I am working with models where y_i=\mathcal{N}(Ax_i,D) and x_i\sim \mathcal{N}(\mu,\Sigma) is Gaussian, which means that conditional on A I can model y_i| A\sim \mathcal{N}(A\mu,A\Sigma A^{T}+D). In this scenario, y_i often lives in a space much larger than that of x_i and D and \Sigma can generally be assumed to be diagonal.

My question is whether it is recommended to implement this type of model with x_i marginalized out, or with x_i as a latent variable. So we can implement either:

  1. The complete un-marginalized model, including the latent x_i.

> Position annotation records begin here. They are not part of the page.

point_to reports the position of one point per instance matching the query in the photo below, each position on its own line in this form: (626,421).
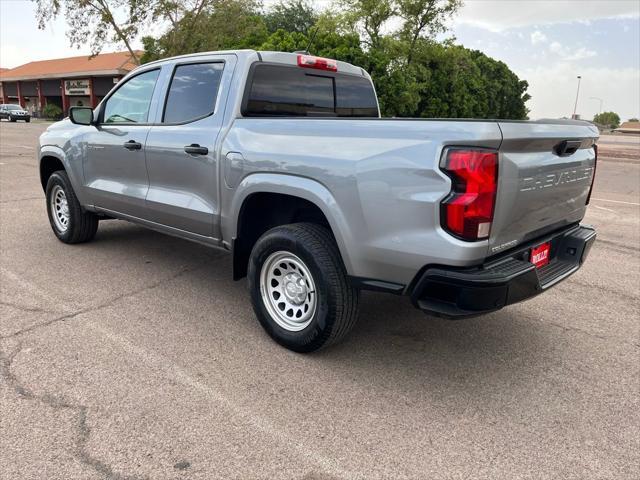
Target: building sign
(77,87)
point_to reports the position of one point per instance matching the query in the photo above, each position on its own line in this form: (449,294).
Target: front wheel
(299,287)
(70,223)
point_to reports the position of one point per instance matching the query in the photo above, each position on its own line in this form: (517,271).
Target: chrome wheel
(288,291)
(59,208)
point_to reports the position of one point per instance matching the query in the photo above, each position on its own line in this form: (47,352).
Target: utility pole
(575,107)
(597,98)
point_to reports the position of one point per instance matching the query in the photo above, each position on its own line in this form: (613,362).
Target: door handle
(132,145)
(195,149)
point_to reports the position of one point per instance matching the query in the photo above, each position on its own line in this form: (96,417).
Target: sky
(546,42)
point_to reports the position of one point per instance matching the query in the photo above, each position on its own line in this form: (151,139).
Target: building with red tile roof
(66,82)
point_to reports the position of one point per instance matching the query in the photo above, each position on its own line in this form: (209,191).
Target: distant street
(136,356)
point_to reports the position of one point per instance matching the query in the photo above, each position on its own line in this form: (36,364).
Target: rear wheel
(299,287)
(70,223)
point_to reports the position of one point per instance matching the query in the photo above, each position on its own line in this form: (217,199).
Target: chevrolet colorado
(282,159)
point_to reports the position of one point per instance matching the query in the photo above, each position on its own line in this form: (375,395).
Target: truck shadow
(392,346)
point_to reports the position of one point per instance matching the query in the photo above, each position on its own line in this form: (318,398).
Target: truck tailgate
(541,187)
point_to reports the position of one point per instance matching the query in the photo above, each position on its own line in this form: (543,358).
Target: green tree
(424,17)
(394,40)
(291,16)
(52,111)
(208,28)
(607,119)
(97,22)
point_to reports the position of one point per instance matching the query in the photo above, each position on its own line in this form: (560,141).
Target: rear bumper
(458,293)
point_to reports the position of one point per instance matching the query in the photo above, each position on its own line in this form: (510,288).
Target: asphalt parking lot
(136,356)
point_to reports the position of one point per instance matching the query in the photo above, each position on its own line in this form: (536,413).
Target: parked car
(13,113)
(282,160)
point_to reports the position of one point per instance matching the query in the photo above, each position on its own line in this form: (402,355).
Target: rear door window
(193,92)
(131,102)
(282,90)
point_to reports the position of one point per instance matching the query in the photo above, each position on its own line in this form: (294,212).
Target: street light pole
(575,107)
(599,99)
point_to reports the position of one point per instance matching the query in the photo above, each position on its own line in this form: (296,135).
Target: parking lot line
(616,201)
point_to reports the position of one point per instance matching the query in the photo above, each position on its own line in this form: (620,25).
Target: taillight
(468,211)
(319,63)
(593,177)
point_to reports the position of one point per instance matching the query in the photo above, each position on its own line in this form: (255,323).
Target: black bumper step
(459,293)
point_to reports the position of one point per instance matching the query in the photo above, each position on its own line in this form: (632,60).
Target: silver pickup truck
(282,159)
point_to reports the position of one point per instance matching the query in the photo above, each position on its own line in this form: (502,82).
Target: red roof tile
(113,63)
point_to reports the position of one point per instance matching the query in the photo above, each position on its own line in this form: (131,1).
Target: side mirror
(81,115)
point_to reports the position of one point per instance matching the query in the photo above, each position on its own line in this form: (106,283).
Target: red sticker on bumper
(540,255)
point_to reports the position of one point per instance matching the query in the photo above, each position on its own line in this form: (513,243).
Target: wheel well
(263,211)
(48,165)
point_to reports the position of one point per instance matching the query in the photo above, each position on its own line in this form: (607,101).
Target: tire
(79,226)
(314,266)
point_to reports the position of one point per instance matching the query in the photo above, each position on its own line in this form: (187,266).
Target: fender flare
(296,186)
(72,173)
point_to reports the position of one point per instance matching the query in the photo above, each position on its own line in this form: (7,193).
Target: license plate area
(540,255)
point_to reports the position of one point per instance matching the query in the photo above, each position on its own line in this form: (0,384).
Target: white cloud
(571,55)
(500,15)
(538,37)
(558,101)
(581,54)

The advantage seems to be that we are only ever drawing from diagonal Gaussians, but the disadvantage is that we are including a large number of latent variables into the model.
  2. The marginalized model, with x_i integrated out. There are a lot fewer random variables to sample, but they now all have to be sampled from a multivariate Gaussian.

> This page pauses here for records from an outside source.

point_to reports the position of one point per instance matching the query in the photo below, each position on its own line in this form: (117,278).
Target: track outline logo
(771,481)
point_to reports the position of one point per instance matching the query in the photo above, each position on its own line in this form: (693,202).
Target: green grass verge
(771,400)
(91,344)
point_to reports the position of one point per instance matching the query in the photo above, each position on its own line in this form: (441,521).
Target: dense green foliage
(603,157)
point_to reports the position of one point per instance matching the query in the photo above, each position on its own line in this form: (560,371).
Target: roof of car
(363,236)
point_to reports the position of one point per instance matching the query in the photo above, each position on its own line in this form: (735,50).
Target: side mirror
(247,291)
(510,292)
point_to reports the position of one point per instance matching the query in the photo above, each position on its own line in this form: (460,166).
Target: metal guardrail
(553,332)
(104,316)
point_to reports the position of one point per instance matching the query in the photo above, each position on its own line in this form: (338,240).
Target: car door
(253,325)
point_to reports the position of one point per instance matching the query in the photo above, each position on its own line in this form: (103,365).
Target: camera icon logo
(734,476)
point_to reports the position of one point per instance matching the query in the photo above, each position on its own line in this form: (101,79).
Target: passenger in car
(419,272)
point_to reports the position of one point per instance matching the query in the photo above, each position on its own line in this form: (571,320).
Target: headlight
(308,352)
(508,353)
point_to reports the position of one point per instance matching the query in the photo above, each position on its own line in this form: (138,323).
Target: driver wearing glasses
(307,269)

Although the multivariate Gaussians technically have the dimensionality of y_i the covariance matrix has low-rank structure, so we effectively only have to do inverses on matrices with the (smaller) dimensionality of x_i, so we can shave some off the cost, but we still need to do some extra linear algebra.

Even though HMC is efficient compared to its competitors, its sampling ability still scales in the dimensionality of the sample space, so I would venture that marginalization helps with sampling. But it could be argued that the marginalized posterior is more complicated, which might counter the effect.

Knowing the other parameters, x_i could be sampled from the true posterior conditional on each sample either post hoc or in the generated quantities block, so we can retrieve x_i if needed, even if we use model 2.

A further disadvantage of model 1 seems to be the application of PSIS-LOO. If I want to evaluate the predictive probability p(y_i|\mathcal{D}_{obs}) with x_i marginalized, which seems the sensible thing to evaluate, I guess I have to use model 2 or at the very least do the computational work of model 2 on top of model 1. Or is it actually better to apply LOO conditional on samples of x_i since the marginalized density might be needlessly diffuse? I got some really poor \hat{k} when I tried it on the marginalized model.

1 Like

I think this is a fair description of the trade offs. Marginalization is almost always a win but if you use HMC to sample something MVN with a million dimensions it works fine too. I would be surprised if the marginalized model posterior for the remaining parameters were simpler than the nonmarginalized version so that’s my only concerned. Having a lot of spare MVM parameters around might just hide the problem I the nonmarginal version.

It will work, but it’ll take a lot longer to mix.

In almost all cases, if the posterior’s complicated under marginalization, then it’ll be hard to fit with the marginalized variables included explicitly. It would be nice to get more examples of these tradeoffs, so please feel more than free to share results back here.